I read over some of my friends blogs tonight. I read through issues with seizures, and other medical problems. I read about medications, sleepless night, and more. As much as I could relate there were many times I couldn't relate, because every situation is different. I felt at a loss for words, and I just buried my head in my hands. I want to help, but I am unsure how. My husband always tells me that I cannot save the world, and to not be so naive. Although, no one wants to see life pass them by, and their days in life filled with medication issues, and a sick child. Despite how wonderfully hopeful I sound in my blog, along with my fellow special needs parents, it's still a struggle both emotionally, and physically. Even though we have began to adapt, I emotionally (at times) still find myself reeling from Jude's situation. I am trying to find the balance between the wonderful blessed feelings I have, and the struggle with everyday life. I will eventually find it.

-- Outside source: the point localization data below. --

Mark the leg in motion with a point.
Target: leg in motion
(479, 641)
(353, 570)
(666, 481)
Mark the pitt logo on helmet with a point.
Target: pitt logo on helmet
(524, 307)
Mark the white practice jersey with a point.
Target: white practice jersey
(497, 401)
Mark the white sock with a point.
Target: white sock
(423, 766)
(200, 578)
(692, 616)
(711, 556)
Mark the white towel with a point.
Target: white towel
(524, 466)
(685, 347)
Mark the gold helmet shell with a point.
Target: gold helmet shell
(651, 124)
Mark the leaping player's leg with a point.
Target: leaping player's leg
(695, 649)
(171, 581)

I think this was all tipped off because when I got home Jude got upset. I was holding him for awhile, and then set him down. He giggled for a bit.........but I am not sure at what? He didn't have anything near him, and no one was chatting with him. Later I was holding him on the couch, and I noticed how long he is. Jude is ..........well...........becoming a toddler. Mike looked at me, and said "I wish he could walk". We have faith he WILL walk, but again you deal with the feelings in the present that Jude cannot currently walk. Jude's brain does not communicate with his body to tell him that his legs, do work.
So everything is an acceptance, and moving forward. It's dealing with emotions, and medications. I want to help the world, but I cannot. I cannot change that my friends daughter is hurting, but......I wish I could.